Still, federal data shows that Arkansas has lost about 35% of the people and about 23% of the households that were on SNAP since FY 2018. This is happening even though food insecurity has gotten worse in the state and food banks say that the demand for help has stayed high since the pandemic.
Kent Eikenberry, CEO of the Northwest Arkansas Foodbank, talked about how long it will be before many of the changes take place.
“We’ll be trying to figure out what exactly it is going to mean for the people we serve for the next couple of years,” Eikenberry said.

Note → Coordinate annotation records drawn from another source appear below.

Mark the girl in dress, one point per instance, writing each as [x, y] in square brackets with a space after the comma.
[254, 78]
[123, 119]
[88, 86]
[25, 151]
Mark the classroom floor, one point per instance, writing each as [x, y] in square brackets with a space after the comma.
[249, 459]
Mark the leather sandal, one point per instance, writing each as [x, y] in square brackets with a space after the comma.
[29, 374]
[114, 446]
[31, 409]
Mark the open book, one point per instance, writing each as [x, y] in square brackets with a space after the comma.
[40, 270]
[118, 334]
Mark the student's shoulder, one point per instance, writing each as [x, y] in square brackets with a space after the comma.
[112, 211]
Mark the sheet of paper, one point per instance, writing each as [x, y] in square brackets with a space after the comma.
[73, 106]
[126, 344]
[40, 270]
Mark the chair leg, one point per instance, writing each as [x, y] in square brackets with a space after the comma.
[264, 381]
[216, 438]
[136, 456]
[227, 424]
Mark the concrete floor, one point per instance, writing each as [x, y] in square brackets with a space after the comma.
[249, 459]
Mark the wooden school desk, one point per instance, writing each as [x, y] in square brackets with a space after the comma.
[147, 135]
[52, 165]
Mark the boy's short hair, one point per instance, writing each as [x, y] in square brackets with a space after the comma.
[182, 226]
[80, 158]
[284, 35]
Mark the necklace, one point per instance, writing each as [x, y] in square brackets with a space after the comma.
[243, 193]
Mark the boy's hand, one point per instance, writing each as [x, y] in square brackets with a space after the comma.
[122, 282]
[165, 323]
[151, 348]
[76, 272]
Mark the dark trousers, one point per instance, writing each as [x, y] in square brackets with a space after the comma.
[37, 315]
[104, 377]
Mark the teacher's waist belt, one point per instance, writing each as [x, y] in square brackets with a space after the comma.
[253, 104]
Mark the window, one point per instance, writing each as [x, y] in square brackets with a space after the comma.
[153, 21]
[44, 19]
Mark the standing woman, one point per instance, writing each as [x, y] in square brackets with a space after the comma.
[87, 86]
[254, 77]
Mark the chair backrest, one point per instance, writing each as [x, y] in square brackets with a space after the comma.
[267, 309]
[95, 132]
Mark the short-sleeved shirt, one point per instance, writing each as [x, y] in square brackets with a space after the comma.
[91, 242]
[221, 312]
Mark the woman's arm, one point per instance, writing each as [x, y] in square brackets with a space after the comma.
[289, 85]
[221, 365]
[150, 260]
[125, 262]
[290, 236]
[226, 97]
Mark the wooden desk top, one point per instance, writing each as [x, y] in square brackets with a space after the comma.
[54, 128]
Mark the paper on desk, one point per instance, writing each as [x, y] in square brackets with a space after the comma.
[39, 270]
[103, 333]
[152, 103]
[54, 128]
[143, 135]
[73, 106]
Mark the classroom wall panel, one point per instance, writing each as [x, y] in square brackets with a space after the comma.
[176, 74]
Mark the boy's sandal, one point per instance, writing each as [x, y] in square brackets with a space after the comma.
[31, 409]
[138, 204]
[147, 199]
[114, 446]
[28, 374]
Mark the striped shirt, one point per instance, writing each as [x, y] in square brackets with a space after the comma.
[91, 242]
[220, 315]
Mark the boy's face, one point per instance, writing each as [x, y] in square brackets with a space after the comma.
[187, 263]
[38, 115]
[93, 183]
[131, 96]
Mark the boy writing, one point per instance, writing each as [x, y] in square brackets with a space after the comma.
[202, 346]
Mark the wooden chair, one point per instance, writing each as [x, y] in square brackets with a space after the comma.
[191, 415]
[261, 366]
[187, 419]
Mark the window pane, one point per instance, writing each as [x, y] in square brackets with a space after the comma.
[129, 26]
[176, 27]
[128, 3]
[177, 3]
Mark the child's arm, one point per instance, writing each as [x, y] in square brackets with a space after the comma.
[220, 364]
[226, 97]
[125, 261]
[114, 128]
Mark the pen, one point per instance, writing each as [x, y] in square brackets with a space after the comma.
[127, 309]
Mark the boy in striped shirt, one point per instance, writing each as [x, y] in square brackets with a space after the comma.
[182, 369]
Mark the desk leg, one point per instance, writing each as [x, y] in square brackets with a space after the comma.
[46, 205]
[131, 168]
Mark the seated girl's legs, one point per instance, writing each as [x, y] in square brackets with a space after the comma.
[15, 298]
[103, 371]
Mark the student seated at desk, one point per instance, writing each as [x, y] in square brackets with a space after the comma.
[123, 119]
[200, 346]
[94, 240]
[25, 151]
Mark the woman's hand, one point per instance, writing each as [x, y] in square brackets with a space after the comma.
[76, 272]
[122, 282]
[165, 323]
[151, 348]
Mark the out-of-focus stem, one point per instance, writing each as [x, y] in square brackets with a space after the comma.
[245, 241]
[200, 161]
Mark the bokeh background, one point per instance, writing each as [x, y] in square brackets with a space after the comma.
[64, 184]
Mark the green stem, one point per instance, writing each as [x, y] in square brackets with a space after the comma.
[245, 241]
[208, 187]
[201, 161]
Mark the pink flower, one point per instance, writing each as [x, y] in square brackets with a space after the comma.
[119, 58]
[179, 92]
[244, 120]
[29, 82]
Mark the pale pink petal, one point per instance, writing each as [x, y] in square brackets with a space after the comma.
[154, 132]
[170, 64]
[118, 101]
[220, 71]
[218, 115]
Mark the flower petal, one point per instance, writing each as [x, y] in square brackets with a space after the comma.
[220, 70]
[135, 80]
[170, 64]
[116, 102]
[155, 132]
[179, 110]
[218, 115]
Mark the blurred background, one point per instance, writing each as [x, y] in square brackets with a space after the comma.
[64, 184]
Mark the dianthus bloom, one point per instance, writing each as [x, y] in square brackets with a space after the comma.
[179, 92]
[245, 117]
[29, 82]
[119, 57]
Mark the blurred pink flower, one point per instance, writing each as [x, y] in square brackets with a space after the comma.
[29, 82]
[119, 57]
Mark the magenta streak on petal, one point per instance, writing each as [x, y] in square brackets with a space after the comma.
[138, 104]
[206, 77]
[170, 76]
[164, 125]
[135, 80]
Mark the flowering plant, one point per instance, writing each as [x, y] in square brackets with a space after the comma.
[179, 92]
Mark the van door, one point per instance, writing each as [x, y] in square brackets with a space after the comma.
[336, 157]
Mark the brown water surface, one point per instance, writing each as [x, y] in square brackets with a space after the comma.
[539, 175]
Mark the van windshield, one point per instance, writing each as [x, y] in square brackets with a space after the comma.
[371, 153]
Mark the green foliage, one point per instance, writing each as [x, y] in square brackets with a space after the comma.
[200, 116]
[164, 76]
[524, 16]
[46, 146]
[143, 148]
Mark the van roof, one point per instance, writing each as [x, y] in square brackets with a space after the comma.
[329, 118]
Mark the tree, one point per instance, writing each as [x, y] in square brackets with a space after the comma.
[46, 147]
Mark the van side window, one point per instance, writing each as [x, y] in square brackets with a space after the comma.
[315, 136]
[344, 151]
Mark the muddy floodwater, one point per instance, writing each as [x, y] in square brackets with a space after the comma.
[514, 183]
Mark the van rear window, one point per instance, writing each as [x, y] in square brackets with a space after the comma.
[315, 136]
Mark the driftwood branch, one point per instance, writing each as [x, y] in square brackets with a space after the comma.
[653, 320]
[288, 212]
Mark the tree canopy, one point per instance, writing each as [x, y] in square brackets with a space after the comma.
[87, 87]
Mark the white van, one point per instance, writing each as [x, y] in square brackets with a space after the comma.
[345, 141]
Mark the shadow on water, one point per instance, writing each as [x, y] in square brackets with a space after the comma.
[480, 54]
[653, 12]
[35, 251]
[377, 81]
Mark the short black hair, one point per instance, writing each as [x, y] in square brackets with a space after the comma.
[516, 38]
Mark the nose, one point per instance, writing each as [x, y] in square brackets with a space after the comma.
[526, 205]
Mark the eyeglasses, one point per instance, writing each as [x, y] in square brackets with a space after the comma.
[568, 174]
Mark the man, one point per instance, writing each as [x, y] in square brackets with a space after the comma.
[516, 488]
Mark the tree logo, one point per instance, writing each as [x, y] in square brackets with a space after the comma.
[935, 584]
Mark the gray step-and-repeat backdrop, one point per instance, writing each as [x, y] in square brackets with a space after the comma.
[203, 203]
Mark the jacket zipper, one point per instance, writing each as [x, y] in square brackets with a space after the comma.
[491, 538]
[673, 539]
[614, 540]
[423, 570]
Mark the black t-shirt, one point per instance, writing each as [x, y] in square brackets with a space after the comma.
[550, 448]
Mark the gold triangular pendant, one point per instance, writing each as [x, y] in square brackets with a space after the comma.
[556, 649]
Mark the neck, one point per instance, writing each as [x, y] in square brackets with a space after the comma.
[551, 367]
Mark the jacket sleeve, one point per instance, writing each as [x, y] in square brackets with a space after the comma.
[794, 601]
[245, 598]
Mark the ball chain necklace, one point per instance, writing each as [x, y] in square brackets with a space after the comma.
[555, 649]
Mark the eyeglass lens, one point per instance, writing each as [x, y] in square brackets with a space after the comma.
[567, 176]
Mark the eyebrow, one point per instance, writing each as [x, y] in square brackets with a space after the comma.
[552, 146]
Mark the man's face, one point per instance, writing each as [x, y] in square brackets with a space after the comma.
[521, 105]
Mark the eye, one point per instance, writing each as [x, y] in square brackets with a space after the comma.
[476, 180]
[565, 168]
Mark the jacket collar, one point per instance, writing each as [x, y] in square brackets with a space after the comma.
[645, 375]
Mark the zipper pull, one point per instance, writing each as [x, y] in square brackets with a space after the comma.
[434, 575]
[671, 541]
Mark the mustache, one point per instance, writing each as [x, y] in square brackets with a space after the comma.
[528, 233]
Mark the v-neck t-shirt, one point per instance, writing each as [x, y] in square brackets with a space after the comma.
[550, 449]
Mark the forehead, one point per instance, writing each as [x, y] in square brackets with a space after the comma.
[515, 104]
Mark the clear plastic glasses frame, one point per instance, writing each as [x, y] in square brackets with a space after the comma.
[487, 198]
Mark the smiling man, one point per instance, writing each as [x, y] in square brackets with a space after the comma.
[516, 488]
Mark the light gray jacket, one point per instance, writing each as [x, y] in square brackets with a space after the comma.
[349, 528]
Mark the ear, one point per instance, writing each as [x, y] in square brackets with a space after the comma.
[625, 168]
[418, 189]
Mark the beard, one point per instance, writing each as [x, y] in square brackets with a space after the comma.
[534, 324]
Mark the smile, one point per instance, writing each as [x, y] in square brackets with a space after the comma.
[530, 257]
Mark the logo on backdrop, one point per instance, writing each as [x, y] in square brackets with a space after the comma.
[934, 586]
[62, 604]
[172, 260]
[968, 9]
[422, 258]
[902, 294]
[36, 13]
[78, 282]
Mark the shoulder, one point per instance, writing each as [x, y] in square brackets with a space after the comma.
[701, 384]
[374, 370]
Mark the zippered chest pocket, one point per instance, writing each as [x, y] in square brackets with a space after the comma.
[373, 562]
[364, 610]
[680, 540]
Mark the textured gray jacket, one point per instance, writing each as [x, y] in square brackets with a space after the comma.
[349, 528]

Both Eikenberry and Piechocki said that the need for food at their food banks has grown a lot in the last few years.
Piechocki said, “We’re kind of coming down from that time when there was more funding [to address food insecurity], and I think the need has remained, unfortunately.” In the last few years, the amount of food the organization gives out has doubled. “This kind of higher level of distribution has been kept up.”
Cathy May, who runs SNAP for the Arkansas Hunger Relief Alliance, said it would be a “tragedy” if states had to cut back on or get rid of the nutrition program because of the government cuts. May was cautiously optimistic about Arkansas’s chances of getting funds. She said that the alliance planned to work closely with the state to help communities.
May said, “I hope our state will get through, but you know, part of it depends on the error rates.”
May said she was “heartbroken” when the One Big Beautiful Bill Act was passed by Congress. She knew what it could mean for people who depend on the long-running feeding program, so she called the moment “crushing.”
May said, “There’s nothing pretty about it.” There is nothing more ugly I have ever seen in my life.